Materials/Methods: RT-AutoTPS integrates two deep learning-based modules: TransFM, which estimates fluence maps (FMs) based on CT and dose distribution in real-time; and GeoDose, which instantaneously calculates the dose distribution via geometry-preserving embedding FMs and CT images. Specifically, TransFM is designed to approximate the inverse transformation from dose to FMs, which is a complex global operation requiring extensive computational resources. Directly implementing this transformation with fully connected layers is impractical due to excessive memory demands. Instead, we developed an innovative shuffle scheme that sequentially applies convolution operators across different input dimensions, effectively approximating the global transformation with significantly lower memory requirements. GeoDose encodes FMs into the CT domain while preserving the exact treatment delivery geometry, enabling accurate 3D dose calculation. To enhance the training efficacy, we developed an end-to-end learning scheme to augment the performance of TransFM using GeoDose. Specifically, once GeoDose was fully trained, it generated FMs-dose pairs from randomly perturbed FMs, which were used to fine-tune TransFM and improve its performance. As a proof-of-principle study, we considered VMAT for prostate cancer as the testbed. For training, 280 patients (252 for training and 28 for validation) were used and another cohort of 20 patients was independently saved for testing.

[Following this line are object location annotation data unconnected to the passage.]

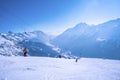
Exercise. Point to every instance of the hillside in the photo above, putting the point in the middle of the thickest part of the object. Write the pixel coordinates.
(37, 43)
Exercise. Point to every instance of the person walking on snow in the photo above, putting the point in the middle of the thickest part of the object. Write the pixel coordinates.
(25, 52)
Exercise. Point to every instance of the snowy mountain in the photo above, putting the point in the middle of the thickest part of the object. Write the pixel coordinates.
(37, 42)
(99, 41)
(43, 68)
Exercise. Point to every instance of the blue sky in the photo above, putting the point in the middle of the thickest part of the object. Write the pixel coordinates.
(54, 16)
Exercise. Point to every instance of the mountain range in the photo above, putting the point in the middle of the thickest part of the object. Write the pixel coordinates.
(83, 40)
(96, 41)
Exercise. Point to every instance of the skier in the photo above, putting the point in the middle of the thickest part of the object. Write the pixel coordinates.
(25, 52)
(76, 60)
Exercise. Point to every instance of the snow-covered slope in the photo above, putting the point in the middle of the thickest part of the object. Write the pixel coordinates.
(99, 41)
(36, 42)
(43, 68)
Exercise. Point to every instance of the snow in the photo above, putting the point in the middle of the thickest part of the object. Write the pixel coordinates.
(45, 68)
(100, 39)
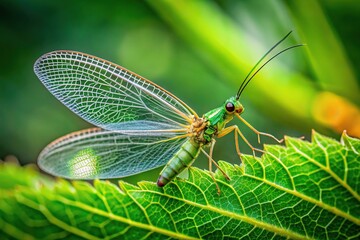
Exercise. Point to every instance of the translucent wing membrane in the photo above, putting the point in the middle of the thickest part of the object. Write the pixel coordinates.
(96, 153)
(110, 96)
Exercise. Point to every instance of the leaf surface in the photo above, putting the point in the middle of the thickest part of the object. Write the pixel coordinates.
(301, 191)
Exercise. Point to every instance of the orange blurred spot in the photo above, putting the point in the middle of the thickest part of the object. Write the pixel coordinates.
(337, 113)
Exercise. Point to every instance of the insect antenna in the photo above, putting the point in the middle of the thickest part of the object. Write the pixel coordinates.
(248, 78)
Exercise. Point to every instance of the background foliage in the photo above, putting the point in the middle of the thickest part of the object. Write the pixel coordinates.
(199, 50)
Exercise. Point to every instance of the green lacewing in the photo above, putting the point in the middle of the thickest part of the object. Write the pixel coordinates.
(140, 125)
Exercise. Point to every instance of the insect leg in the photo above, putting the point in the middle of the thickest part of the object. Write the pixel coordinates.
(258, 132)
(237, 131)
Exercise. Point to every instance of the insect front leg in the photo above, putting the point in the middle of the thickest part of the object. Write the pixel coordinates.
(211, 161)
(258, 132)
(237, 132)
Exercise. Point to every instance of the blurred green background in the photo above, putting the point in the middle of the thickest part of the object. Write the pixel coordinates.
(198, 50)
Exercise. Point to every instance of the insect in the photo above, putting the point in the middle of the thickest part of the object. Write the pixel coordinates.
(140, 126)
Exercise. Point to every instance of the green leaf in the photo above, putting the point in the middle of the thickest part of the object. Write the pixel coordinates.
(301, 191)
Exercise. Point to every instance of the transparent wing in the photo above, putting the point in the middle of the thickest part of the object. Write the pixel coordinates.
(109, 96)
(97, 153)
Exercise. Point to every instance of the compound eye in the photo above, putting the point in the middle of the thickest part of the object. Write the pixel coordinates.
(230, 107)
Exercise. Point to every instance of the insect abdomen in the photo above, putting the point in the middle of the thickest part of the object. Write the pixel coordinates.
(181, 160)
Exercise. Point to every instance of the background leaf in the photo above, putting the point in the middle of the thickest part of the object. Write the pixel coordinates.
(301, 191)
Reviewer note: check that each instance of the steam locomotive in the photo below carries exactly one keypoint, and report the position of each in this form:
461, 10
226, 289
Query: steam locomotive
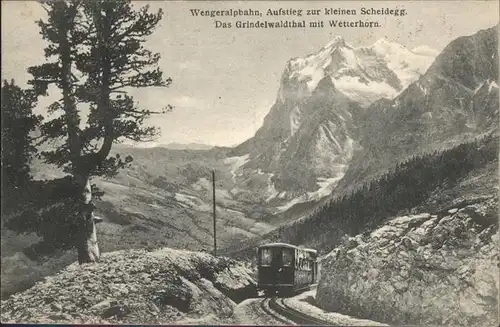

Results: RT-AutoTPS can complete planning and dose calculation within 100ms for each testing case. The dose distributions calculated by GeoDose achieved a ?-passing rate (3%/2mm) of 99.1%±0.84%. For FMs estimation, the TransFM achieved a relative error of 2.82%±1.17% in predicted FMs. The mean and maximal dose error for treatment targets in the dose calculated using estimated FMs were 0.97%±1.12% and 2.32%±2.25%, respectively.

Conclusion: RT-AutoTPS eliminates the time-consuming iterative planning process. It holds great potential of enabling personalized RT treatment with limited resources.